Yet, while the nation may be ready to move on from war, many American veterans are still scrambling to help Afghan asylum seekers find safe passage and find adoptive communities. The rapid collapse of the U.S.-backed government in Afghanistan and frantic non-combatant evacuation operation (NEO) in its wake have stoked emotional traumas for those veterans that continue to smolder.
The inglorious withdrawal marked a dramatic ending to one of the longest chapters of America’s Global War on Terror and a war that Andrew Bacevich describes as an unambiguous strategic failure.[1] In a new book, Paths of Dissent: Soldiers Speak Out Against America’s Misguided Wars, Bacevich joins Daniel A. Sjursen as co-editor of a compendium of reflective essays by American veterans who have borne the brunt of America’s post-9/11 generational campaigns in Iraq and Afghanistan. Paths of Dissent puts those veterans’ voices at the center of the discourse—veterans whose journeys led them into dissenting openly with the ways in which American power has been exercised abroad.
The text features fifteen intimate essays from veterans who served in the U.S. Army, Navy, and Marine Corps. Their unifying argument, set forth by Bacevich and Sjursen, is that America’s military campaigns during the Global War on Terror amounted to “flagrant malpractice.” Among the many transgressions the book’s author’s allege are the irresponsible expenditure of lives and treasure and the wreaking of havoc on our troops, the people we sought to liberate, and the foundations of our own democracy—all justified under the rationalizations of senior leaders professing self-exculpatory versions of history.[2]
Bacevich and Sjursen are careful to differentiate the authors’ dissent from a general opposition to war. The authors in Paths of Dissent are neither pacifists nor were they naturally inclined to be anti-war when they entered the military. Instead, their stories are those of men and women who were “serving soldiers or combat veterans who actively oppose[d] military policies that they deem ill-advised, illegal, or morally unconscionable.”[3] While there is some diversity of perspective, readers experience a common journey that unites each voice: the initial pride and moral clarity of duty giving way to moral ambiguity and ultimately culminating with a new moral clarity where each was moved to preach their own truth on the wars they fought in. What is at stake, according to Bacevich, is no less than the soul of our nation.
What Works
What Paths of Dissent does well is its intimate, diverse portrayals of courage across the ranks, from field grade officers to junior enlisted service members—all following a moral imperative to correct the narrative.

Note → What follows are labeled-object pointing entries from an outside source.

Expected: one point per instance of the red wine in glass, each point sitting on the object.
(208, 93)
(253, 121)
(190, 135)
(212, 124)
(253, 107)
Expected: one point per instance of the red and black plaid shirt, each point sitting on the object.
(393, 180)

Jason Dempsey explores the political and institutional dysfunctions of the war. Dempsey deployed as an infantry officer to both Iraq and Afghanistan and found himself working in assignments that highlighted major impediments to basic coordination between the Department of Defense, Department of State, and ultimately with Congress. Those hindrances to effective coordination frequently lead to large projects operating at cross purposes, wasting exorbitant amounts of taxpayer money. Dempsey labeled the dysfunction as “the Accountability-Avoidance Two-Step,” which he defined as a civil-military dynamic that enabled both politicians and generals to bask in the public adoration of the military without being held to any account for military failures.[4]
Erik Edstrom dives into the inner life of a former idealist. In his essay, Edstrom laments the disconnect between the advertised principles of the U.S. military and the reality in combat where he “saw the systematic dehumanization and devaluation of Afghan lives on a regular basis.” He says, “We searched homes, people, and cars unilaterally and without warning…we regularly violated Karzai’s Twelve, a series of principles intended to protect civilian lives and safeguard Afghan citizens against the deep indignities of a foreign military occupation.”[5] Like many of his fellow authors, Edstrom notes that his reasons for joining the military were “a conflated mix of economic necessity and idealistic do-goodery.”[6] His observation is reminiscent of comedian George Carlin, who said that “inside every cynical person, there is a disappointed idealist.”[7] Channeling the jaded idealism common across all of these essays, Dempsey puts it another way, quoting World War II veteran Paul Fussell: “To become disillusioned, you must earlier have been illusioned.”[8]
Other voices raise qualms with the military institution itself. Jonathan W. Hutto, Sr., shines light on the endemic history of institutional racism in the military. Hutto, a U.S. Navy veteran, details how he overcame an oppressive disciplinary board convened on the USS Theodore Roosevelt. Under the auspices of the Military Whistleblower Protection Act and related DoD guidance, he organized the “Appeal for Redress” in 2006 which saw over two thousand service members petition Congress for an end to the Afghanistan and Iraq Wars.[9] Hutto lauds the power of the enlisted corps as one that “if organized, can potentially help change the course of history.” He raises the class nature of the rank structured military where “[b]y and large, enlisted members hail from the margins of American society, rural towns and blighted urban centers all but abandoned by the elites.”[10]